DESCRIPTION (provided by applicant): Inflammation and immune responses play a central role in most of the major diseases that impact human health, including cancer, cardiovascular disease, autoimmunity, neuroinflammatory processes, diabetes and other diseases. In addition, immunomodulatory therapies and adoptive cell therapies have become established as powerful therapeutic approaches in cancer. The ability monitor and distinguish immune cell subsets (e.g. T and B lymphocytes, macrophages, neutrophils, etc.) noninvasively in vivo will be invaluable to the development of effective treatments. Positron emission tomography (PET) provides highly sensitive, non- invasive and quantitative imaging, which can be combined with antibody-based probes to provide molecular imaging of tissues and cells in vivo based on cell surface phenotype. Furthermore, engineered antibody fragments (minibodies and cys-diabodies) have been developed with optimal kinetics enabling rapid in vivo targeting and clearance for imaging applications by immunoPET. In the proposed work, immunoPET will be developed to address the challenge of direct imaging of immune cell subsets. Engineered antibody fragments will be optimized for in vivo detection, imaging, and quantitation of T lymphocytes that express CD8, a marker that is a hallmark of cytotoxic T cells. Specific Aim 1 will focus on production of stable, optimized anti-CD8 minibodies and cys-diabodies derived from rat anti-mouse monoclonal antibodies. Specific Aim 2 will establish the optimal imaging agent, dose, and imaging protocol for visualization of the lymphoid organs in normal (wild-type) mice. Specific Aim 3 will focus on quantitation of T cells in normal and immune-stimulated mice to determine the parameters and limits of detection in mouse models. Once validated, immunoPET probes for CD8 T cells will be valuable tools to study immune processes in mouse models, providing a deeper understanding of immune responses in living organisms, and will open the door to broad methods for imaging and quantitating immune cell subsets in preclinical models and eventually humans.

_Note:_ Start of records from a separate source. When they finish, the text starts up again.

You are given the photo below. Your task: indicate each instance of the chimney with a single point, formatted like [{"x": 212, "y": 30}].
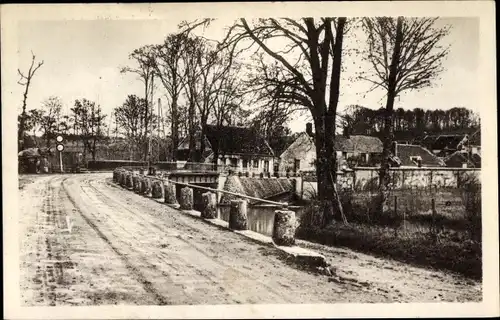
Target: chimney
[
  {"x": 346, "y": 132},
  {"x": 309, "y": 129},
  {"x": 394, "y": 148}
]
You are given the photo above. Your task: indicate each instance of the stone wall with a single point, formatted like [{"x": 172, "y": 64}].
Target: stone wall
[
  {"x": 365, "y": 179},
  {"x": 403, "y": 178}
]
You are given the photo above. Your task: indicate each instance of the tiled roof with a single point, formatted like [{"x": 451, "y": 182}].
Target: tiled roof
[
  {"x": 366, "y": 144},
  {"x": 405, "y": 151},
  {"x": 237, "y": 140},
  {"x": 457, "y": 159},
  {"x": 475, "y": 138},
  {"x": 445, "y": 141}
]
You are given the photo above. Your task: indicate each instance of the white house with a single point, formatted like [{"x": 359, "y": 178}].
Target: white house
[
  {"x": 351, "y": 150},
  {"x": 241, "y": 148}
]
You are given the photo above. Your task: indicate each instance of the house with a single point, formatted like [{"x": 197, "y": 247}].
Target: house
[
  {"x": 353, "y": 150},
  {"x": 445, "y": 144},
  {"x": 412, "y": 155},
  {"x": 241, "y": 148},
  {"x": 473, "y": 144},
  {"x": 463, "y": 159}
]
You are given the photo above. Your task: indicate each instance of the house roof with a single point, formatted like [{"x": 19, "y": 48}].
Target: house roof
[
  {"x": 475, "y": 138},
  {"x": 444, "y": 141},
  {"x": 237, "y": 140},
  {"x": 405, "y": 151},
  {"x": 457, "y": 159},
  {"x": 366, "y": 144},
  {"x": 358, "y": 143},
  {"x": 353, "y": 143}
]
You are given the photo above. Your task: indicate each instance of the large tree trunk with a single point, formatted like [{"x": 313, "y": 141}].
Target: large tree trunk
[
  {"x": 388, "y": 121},
  {"x": 202, "y": 140},
  {"x": 325, "y": 170},
  {"x": 191, "y": 132},
  {"x": 175, "y": 129}
]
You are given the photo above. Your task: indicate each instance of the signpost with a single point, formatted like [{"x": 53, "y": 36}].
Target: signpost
[{"x": 60, "y": 148}]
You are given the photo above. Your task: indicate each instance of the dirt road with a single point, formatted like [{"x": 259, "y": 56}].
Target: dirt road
[{"x": 85, "y": 241}]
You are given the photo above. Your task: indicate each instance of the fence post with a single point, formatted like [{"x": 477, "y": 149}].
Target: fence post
[
  {"x": 284, "y": 228},
  {"x": 157, "y": 190},
  {"x": 209, "y": 210},
  {"x": 169, "y": 190},
  {"x": 238, "y": 215},
  {"x": 396, "y": 215},
  {"x": 433, "y": 227},
  {"x": 186, "y": 200}
]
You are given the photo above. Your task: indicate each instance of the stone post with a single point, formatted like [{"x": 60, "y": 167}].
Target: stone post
[
  {"x": 137, "y": 183},
  {"x": 170, "y": 194},
  {"x": 238, "y": 215},
  {"x": 146, "y": 186},
  {"x": 130, "y": 180},
  {"x": 186, "y": 200},
  {"x": 209, "y": 205},
  {"x": 157, "y": 190},
  {"x": 284, "y": 228}
]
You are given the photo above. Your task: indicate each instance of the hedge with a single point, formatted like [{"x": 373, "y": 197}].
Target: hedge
[{"x": 113, "y": 164}]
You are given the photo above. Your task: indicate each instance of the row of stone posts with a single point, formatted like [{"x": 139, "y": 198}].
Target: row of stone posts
[{"x": 284, "y": 220}]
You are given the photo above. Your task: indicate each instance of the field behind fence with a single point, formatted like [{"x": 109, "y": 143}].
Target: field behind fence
[{"x": 437, "y": 226}]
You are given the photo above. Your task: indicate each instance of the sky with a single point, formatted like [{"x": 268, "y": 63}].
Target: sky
[{"x": 82, "y": 59}]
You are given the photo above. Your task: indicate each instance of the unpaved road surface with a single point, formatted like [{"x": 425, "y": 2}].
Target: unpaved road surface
[{"x": 123, "y": 248}]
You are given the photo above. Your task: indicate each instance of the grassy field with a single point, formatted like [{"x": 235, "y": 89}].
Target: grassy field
[{"x": 409, "y": 230}]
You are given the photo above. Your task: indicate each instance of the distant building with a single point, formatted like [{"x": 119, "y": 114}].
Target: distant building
[
  {"x": 241, "y": 148},
  {"x": 473, "y": 144},
  {"x": 411, "y": 155},
  {"x": 463, "y": 159},
  {"x": 354, "y": 150},
  {"x": 445, "y": 144}
]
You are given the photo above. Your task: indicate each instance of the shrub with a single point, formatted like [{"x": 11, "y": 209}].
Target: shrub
[{"x": 470, "y": 188}]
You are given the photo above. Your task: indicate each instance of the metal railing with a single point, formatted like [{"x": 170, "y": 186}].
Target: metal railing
[{"x": 239, "y": 195}]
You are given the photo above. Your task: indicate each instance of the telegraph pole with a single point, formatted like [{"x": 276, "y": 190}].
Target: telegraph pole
[{"x": 151, "y": 125}]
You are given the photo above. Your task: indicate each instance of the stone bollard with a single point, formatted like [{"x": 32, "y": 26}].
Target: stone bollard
[
  {"x": 146, "y": 190},
  {"x": 137, "y": 183},
  {"x": 284, "y": 228},
  {"x": 169, "y": 190},
  {"x": 186, "y": 200},
  {"x": 157, "y": 190},
  {"x": 122, "y": 179},
  {"x": 209, "y": 210},
  {"x": 238, "y": 215},
  {"x": 130, "y": 181}
]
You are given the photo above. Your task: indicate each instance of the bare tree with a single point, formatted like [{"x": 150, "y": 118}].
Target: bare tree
[
  {"x": 49, "y": 120},
  {"x": 312, "y": 60},
  {"x": 144, "y": 59},
  {"x": 169, "y": 70},
  {"x": 405, "y": 54},
  {"x": 90, "y": 121},
  {"x": 130, "y": 117},
  {"x": 25, "y": 81}
]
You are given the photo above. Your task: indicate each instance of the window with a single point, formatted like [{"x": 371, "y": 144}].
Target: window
[
  {"x": 256, "y": 163},
  {"x": 296, "y": 165},
  {"x": 234, "y": 162}
]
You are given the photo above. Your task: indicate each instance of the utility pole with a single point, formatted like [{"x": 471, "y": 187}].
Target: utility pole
[{"x": 150, "y": 127}]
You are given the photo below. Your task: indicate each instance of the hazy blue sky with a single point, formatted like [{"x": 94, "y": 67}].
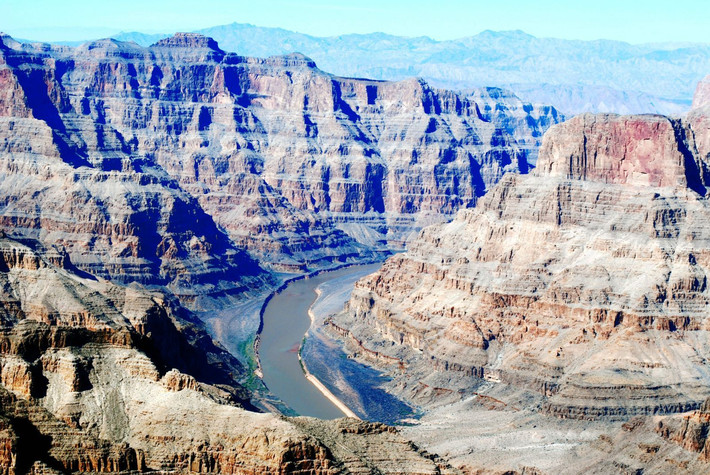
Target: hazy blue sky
[{"x": 635, "y": 21}]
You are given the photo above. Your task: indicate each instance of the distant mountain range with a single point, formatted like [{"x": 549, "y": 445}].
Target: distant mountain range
[{"x": 574, "y": 76}]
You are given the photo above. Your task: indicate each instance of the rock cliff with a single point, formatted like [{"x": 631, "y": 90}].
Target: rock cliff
[
  {"x": 300, "y": 167},
  {"x": 97, "y": 377},
  {"x": 584, "y": 282}
]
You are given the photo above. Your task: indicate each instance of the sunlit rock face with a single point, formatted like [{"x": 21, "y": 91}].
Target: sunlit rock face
[
  {"x": 98, "y": 377},
  {"x": 299, "y": 167},
  {"x": 584, "y": 283}
]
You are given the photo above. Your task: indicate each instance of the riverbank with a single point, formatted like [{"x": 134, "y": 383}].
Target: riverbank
[
  {"x": 257, "y": 339},
  {"x": 285, "y": 322}
]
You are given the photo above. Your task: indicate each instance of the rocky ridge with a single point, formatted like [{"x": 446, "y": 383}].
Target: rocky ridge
[
  {"x": 86, "y": 386},
  {"x": 578, "y": 291},
  {"x": 299, "y": 167}
]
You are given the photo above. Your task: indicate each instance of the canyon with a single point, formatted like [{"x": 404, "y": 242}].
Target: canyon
[
  {"x": 549, "y": 311},
  {"x": 574, "y": 76},
  {"x": 98, "y": 377},
  {"x": 575, "y": 293},
  {"x": 145, "y": 190},
  {"x": 299, "y": 168}
]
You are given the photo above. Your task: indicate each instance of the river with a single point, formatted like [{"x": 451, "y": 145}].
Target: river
[{"x": 286, "y": 321}]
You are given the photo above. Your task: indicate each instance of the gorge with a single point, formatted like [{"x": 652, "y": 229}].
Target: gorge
[{"x": 548, "y": 308}]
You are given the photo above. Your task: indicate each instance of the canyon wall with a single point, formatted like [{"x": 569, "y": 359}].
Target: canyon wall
[
  {"x": 97, "y": 377},
  {"x": 299, "y": 167},
  {"x": 583, "y": 284}
]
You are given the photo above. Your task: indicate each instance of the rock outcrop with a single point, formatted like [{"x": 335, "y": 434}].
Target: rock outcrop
[
  {"x": 97, "y": 377},
  {"x": 583, "y": 284},
  {"x": 702, "y": 94},
  {"x": 300, "y": 167}
]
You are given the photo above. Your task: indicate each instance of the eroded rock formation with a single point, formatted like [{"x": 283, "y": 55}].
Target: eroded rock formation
[
  {"x": 96, "y": 377},
  {"x": 130, "y": 145},
  {"x": 585, "y": 282}
]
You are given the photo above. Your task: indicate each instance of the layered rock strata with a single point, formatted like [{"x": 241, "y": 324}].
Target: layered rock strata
[
  {"x": 86, "y": 385},
  {"x": 584, "y": 284},
  {"x": 301, "y": 167}
]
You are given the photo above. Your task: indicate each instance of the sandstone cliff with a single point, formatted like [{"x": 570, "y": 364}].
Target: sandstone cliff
[
  {"x": 585, "y": 282},
  {"x": 86, "y": 385},
  {"x": 578, "y": 292},
  {"x": 295, "y": 164}
]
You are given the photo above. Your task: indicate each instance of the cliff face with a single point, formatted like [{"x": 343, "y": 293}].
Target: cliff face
[
  {"x": 585, "y": 283},
  {"x": 295, "y": 164},
  {"x": 86, "y": 385}
]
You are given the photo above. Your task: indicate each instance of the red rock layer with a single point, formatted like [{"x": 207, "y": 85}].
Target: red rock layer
[{"x": 585, "y": 283}]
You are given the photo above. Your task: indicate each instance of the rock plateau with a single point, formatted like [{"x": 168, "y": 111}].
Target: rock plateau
[
  {"x": 577, "y": 292},
  {"x": 87, "y": 386},
  {"x": 146, "y": 162}
]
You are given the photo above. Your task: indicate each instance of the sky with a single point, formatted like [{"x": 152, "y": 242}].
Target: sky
[{"x": 633, "y": 21}]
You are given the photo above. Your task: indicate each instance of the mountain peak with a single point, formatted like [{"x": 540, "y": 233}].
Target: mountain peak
[
  {"x": 187, "y": 40},
  {"x": 610, "y": 148}
]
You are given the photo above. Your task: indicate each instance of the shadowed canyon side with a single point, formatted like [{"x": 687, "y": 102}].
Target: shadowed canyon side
[
  {"x": 579, "y": 291},
  {"x": 300, "y": 167},
  {"x": 87, "y": 385}
]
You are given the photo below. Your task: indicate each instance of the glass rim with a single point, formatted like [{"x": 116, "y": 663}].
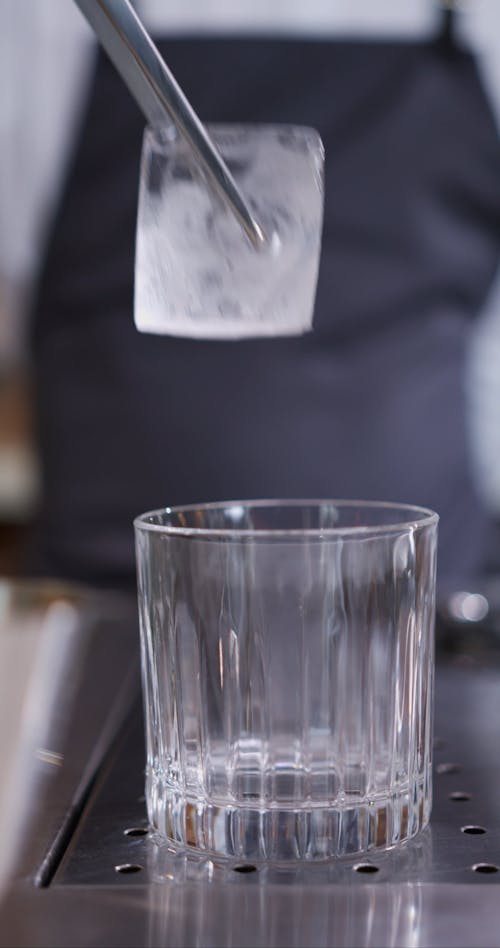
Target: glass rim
[
  {"x": 164, "y": 137},
  {"x": 422, "y": 517}
]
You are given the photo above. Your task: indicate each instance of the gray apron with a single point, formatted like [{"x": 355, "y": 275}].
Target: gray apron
[{"x": 371, "y": 403}]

描述（由申请人提供）：炎症和免疫反应在影响人类健康的大多数主要疾病中起着核心作用，包括癌症，心血管疾病，自身免疫性，神经炎症过程，糖尿病和其他疾病。此外，免疫调节疗法和收养细胞疗法已成为癌症强大的治疗方法。能力监测和区分免疫细胞亚群（例如，T和B淋巴细胞，巨噬细胞，中性粒细胞等）在体内无创的，对于开发有效治疗的体内将是无价的。正电子发射断层扫描（PET）提供了高度敏感，非侵入性和定量成像，可以与基于抗体的探针结合使用，以基于细胞表面表型在体内提供组织和细胞的分子成像。此外，已经开发了工程化抗体片段（小动物和CYS-二氧化碳），具有最佳动力学，从而使体内靶向和清除率可以快速地通过免疫物进行成像。在拟议的工作中，将开发免疫集来应对免疫细胞亚群直接成像的挑战。工程抗体片段将被优化，用于表达CD8的T淋巴细胞的体内检测，成像和定量，该标记是细胞毒性T细胞的标志。具体目标1将集中于生产稳定的，优化的抗CD8小动物和源自大鼠抗小鼠单克隆抗体的CYS-二刺。特定的目标2将建立正常（野生型）小鼠中淋巴机器人可视化的最佳成像剂，剂量和成像方案。特定的目标3将集中于对正常和免疫刺激的小鼠中T细胞的定量，以确定小鼠模型中检测的参数和限制。一旦经过验证，CD8 T细胞的免疫集探针将是研究小鼠模型中免疫过程的宝贵工具，对生物体中的免疫反应有了更深入的了解，并将为临床前模型和最终人类中的免疫细胞亚群的广泛方法打开广泛方法。